1

I need to find a bijection and inverse of the following:

$X = \{ (x,y) \in \mathbb{R}^2 : 1 \leq x^2 + y^2 \leq 4 \}$ with its subspace topology in $\mathbb{R}^2$

$Y = \{ (x,y,z) \in \mathbb{R}^3 : x^2 + y^2 = 1$ and $ 0 \leq z \leq 1 \}$ with its subspace topology in $\mathbb{R}^3$

Then show they are homeomorphic. Not sure where to start.

Gerry Myerson
  • 185,413
user64013
  • 579

2 Answers2

4

Hint: $X$ is an annulus, and $Y$ is a cylinder. Imagine "flattening" a cylinder by forcing its bottom edge inwards and its top edge outwards; it will eventually become an annulus. This is the idea of the map; you should work out the actual expressions describing it on your own.


Here is a gif animation I made with Mathematica to illustrate the idea:

enter image description here

F[R_][t_, x_, y_] := {(R + x) Cos[t], (R + x) Sin[t], y}

BentCylinder[R_, r_, s_, t_, z_] := F[R][t, r + s*Sin[z], s*Cos[z]]

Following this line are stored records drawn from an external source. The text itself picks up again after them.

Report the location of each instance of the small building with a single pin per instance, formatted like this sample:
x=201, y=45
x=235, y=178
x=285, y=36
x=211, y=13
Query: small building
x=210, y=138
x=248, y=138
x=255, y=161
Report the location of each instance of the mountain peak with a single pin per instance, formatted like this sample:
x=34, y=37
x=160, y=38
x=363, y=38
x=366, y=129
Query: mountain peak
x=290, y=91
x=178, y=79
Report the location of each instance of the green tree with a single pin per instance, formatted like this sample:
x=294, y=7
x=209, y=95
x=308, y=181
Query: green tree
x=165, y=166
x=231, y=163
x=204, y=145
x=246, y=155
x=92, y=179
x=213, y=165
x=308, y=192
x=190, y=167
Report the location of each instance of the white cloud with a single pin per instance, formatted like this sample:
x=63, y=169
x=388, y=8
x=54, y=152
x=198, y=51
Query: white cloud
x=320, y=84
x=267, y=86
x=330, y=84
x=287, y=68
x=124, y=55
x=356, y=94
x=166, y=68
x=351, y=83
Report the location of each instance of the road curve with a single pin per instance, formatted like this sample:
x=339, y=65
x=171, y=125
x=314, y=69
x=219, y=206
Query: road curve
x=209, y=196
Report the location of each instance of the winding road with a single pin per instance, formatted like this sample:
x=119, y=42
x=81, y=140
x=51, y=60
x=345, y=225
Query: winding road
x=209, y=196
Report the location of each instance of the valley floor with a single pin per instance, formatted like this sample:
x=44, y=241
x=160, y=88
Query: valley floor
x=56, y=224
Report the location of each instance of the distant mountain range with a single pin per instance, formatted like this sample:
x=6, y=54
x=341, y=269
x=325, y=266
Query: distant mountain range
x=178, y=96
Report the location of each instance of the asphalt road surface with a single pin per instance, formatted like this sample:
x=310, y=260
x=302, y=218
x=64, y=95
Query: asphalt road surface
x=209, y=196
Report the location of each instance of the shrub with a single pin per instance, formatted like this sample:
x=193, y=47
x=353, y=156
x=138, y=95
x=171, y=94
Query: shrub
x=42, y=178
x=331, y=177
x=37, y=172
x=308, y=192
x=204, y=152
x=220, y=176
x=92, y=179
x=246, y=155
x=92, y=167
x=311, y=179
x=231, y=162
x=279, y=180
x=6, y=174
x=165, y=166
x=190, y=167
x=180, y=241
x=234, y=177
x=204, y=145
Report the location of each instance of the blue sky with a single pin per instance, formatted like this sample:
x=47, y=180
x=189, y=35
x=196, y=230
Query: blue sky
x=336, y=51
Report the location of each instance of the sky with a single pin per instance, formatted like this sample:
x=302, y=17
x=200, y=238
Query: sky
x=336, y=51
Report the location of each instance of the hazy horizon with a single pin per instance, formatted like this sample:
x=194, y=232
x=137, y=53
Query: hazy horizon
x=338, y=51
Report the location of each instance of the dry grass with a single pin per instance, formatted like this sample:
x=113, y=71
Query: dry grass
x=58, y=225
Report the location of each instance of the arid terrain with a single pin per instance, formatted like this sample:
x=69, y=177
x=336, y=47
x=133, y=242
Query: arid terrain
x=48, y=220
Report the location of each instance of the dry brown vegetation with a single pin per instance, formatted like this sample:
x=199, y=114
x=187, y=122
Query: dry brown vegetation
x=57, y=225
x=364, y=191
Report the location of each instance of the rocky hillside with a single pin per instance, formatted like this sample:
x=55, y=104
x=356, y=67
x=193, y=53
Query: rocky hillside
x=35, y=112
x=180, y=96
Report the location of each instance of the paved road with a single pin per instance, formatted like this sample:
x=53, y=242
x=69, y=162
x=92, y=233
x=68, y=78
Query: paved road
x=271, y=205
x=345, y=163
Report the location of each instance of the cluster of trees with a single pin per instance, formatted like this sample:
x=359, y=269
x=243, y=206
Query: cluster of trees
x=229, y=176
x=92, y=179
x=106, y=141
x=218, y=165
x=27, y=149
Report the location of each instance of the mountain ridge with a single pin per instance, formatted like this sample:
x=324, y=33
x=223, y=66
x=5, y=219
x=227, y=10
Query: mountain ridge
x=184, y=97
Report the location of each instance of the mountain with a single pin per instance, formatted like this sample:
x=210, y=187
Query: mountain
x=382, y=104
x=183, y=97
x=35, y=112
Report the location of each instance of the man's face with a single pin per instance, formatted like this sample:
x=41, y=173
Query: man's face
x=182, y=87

BendingCylinder[R_, r_, z_] := 
 ParametricPlot3D[
  BentCylinder[R, r, s, t, z], {s, -r, r}, {t, 0, 2 Pi}, Mesh -> None,
   Boxed -> False, Axes -> None, PlotStyle -> Red, 
  PlotRange -> {{-10, 10}, {-10, 10}, {-5, 5}}, PlotPoints -> 50]

Export["animation.gif", 
 Table[BendingCylinder[6, 2, z], {z, 0, Pi/2, 0.02*Pi}], 
 "DisplayDurations" -> {0.25}]
Zev Chonoles
  • 132,937
  • Oh ya. I see what you mean by that. I completely forgot that the function I have produces an annulus. Visually, it makes complete sense to me. Its the actual writing it down part I never seem to get. Whats the bijection then? I am not seeing it right away. – user64013 Feb 27 '13 at 06:14
  • Perhaps it'd be easier to figure out the function that takes the top edge of the cylinder to the outer edge of the annulus, then find the function taking the bottom edge of the cylinder to the inner edge of the annulus, and then "interpolate" them. – Zev Chonoles Feb 27 '13 at 06:19
  • Wait a minute. Could I just put parameters on each shape. The cylinder would have parameters $(cos(a),sin(a),b)$ and the annulus would have parameters $(acos(x),asin(x))$. – user64013 Feb 27 '13 at 06:29
0

You can use the similar idea of Stereographic Projection. Take a point above the cylinder along the axix, say $P:=(0,0,2)$. Now join $P$ by a straight line to each point of the cylinder say $p$ and extend it till it hits the $x-y$ plane at point, say $p^\prime$. Then the map $p\mapsto p^\prime$ maps the cylinder to an annulus. Now scale that annulus properly to get your desired annulus.